Sunday, January 27, 2013

Three bottles of perhaps the most famous and most travelled Scotch whisky are back to their icy home



First of all, serve youself a whisky dram and then, start to read this post. It could help to warm you up... Sláinte!!

In 2010, three crates of Scottish Mackinlay whisky, bottled in 1898 after being aged for 15 years, and two of brandy were discovered by conservationists beneath the floor boards of Antartic explorer Ernest Shackleton’s abandoned his 1907 Numrod expedition base camp hut. The expedition failed to reach the South Pole but set a record at the time for reaching the farthest southern latitude.
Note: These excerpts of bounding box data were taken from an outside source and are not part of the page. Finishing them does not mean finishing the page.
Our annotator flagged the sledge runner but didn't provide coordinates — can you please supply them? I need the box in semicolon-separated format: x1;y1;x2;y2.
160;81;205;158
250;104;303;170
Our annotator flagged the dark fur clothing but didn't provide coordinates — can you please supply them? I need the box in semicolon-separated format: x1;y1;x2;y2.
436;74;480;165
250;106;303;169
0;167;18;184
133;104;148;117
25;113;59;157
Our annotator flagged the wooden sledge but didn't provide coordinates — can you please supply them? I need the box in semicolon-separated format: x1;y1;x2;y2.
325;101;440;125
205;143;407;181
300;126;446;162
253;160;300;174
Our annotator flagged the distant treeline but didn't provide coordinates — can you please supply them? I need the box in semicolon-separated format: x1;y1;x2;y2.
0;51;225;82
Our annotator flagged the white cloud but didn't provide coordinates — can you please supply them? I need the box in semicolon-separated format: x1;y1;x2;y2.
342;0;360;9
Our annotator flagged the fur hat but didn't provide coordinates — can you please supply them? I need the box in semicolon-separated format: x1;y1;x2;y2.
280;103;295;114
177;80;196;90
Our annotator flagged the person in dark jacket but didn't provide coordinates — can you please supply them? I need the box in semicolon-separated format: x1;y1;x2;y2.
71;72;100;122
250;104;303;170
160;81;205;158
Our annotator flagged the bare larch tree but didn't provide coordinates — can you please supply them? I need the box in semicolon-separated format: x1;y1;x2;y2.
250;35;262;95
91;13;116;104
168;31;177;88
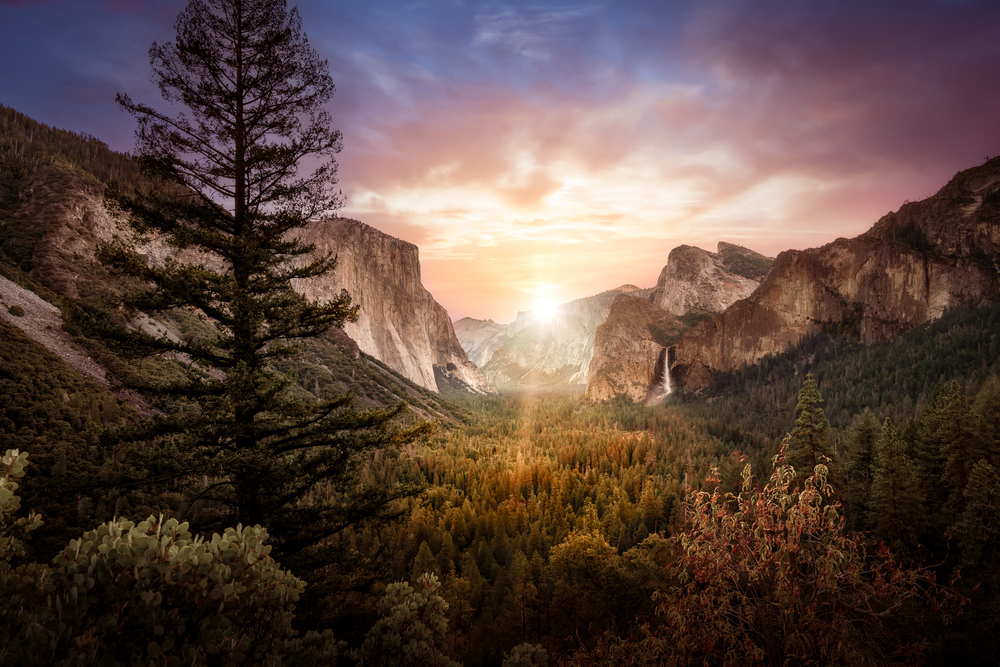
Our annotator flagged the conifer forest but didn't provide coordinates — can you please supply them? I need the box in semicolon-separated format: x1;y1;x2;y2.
0;0;1000;667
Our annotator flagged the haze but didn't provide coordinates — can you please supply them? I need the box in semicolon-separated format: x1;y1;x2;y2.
0;0;1000;322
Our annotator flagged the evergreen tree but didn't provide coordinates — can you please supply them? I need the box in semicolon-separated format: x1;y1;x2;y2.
868;419;924;553
99;0;427;562
844;409;882;530
788;373;833;479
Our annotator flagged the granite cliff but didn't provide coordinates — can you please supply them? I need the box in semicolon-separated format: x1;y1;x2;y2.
587;294;685;403
296;218;494;394
671;158;1000;390
483;285;648;390
650;242;774;317
587;243;774;402
455;317;511;368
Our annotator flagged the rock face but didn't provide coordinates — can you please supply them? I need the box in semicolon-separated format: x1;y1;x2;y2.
483;285;648;391
455;317;510;368
587;243;774;403
671;158;1000;389
587;294;684;403
296;218;494;394
650;243;774;317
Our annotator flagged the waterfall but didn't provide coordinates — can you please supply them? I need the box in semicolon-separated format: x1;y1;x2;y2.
663;348;670;394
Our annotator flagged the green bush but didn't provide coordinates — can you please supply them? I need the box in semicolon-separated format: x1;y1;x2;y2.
0;451;342;665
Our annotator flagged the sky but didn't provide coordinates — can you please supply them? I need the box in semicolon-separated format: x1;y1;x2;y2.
0;0;1000;322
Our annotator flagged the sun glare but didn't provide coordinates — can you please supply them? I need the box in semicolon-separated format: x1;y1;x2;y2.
531;296;559;320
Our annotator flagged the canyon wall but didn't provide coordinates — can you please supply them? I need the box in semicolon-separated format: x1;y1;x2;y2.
672;158;1000;390
296;218;494;393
The crates were frozen solid after 102 years below the ice but the whisky itself was intact as the Antartica's -30 degrees Celsius was not cold enough to freeze the alcohol.
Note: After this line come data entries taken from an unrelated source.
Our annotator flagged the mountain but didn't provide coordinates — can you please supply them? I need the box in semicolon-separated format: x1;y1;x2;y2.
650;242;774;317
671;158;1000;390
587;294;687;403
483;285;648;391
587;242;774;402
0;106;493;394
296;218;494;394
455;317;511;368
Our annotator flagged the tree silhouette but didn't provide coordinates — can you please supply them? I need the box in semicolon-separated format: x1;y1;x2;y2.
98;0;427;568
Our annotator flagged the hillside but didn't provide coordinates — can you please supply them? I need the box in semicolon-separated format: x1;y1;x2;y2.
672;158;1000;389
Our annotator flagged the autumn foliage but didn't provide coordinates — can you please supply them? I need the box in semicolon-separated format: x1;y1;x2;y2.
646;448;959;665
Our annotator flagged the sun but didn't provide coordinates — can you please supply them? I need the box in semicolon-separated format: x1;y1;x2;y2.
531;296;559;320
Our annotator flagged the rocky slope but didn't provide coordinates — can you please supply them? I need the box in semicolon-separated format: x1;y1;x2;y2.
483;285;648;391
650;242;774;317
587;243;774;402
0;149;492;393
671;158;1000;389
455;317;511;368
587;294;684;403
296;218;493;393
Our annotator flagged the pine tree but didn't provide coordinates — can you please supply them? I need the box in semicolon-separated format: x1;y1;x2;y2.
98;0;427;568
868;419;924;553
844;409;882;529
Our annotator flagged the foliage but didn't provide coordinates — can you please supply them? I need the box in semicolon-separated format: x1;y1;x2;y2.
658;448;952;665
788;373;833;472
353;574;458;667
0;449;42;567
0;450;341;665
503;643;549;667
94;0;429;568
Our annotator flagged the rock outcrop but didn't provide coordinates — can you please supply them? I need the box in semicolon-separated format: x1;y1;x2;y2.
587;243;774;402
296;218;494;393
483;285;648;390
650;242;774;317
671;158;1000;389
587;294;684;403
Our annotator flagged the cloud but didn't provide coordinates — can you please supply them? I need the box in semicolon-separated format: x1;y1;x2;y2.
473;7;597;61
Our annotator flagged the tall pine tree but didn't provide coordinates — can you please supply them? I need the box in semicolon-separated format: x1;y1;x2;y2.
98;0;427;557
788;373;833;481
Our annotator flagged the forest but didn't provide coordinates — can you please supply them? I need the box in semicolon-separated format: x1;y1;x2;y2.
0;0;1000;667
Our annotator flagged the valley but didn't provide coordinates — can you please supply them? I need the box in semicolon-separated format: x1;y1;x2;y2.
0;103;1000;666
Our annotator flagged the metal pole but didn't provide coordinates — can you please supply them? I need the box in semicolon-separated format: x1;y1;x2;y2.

All of us would be tempted to open it and have a dram of it... but the actual owner of the brand decided differently.
In fact, Distiller Whyte & Mackay, which now owns the Mackinlay brand, chartered a private jet to take the bottles from the Antarctic operations headquarters in the New Zealand city of Christchurch to Scotland for analysis in 2011. Why? Because the recipe for the whisky had been lost…
The bottles were returned unopened to the distillers in order to be able to extract a sample with a syringe through the cork of one of the bottles: recreate the long-lost recipe. The Scottish Master Blender, Richard Paterson, has rigorously blended several malts to create a replica of this centenary whisky.
The Mackinlay replica contains a large variety of Highland malts, including Glen Mhor, who was the Mackinlay distillery before its closure in 1983. They could reproduce a limited edition of 50 000 bottles of the original beverage, costing around 169€ each and Antarctic Heritage Trust receiving £5 (5,90€) for every bottle sold.
To conclude, these three mystic whisky bottles were finally ceremoniously handed back on Saturday night at New Zealand's Scott Base. Nearly back sweet home…
Small consolation, we still have the opportunity to taste this legendary whisky and having our usual tasting notes. Waiting for that moment!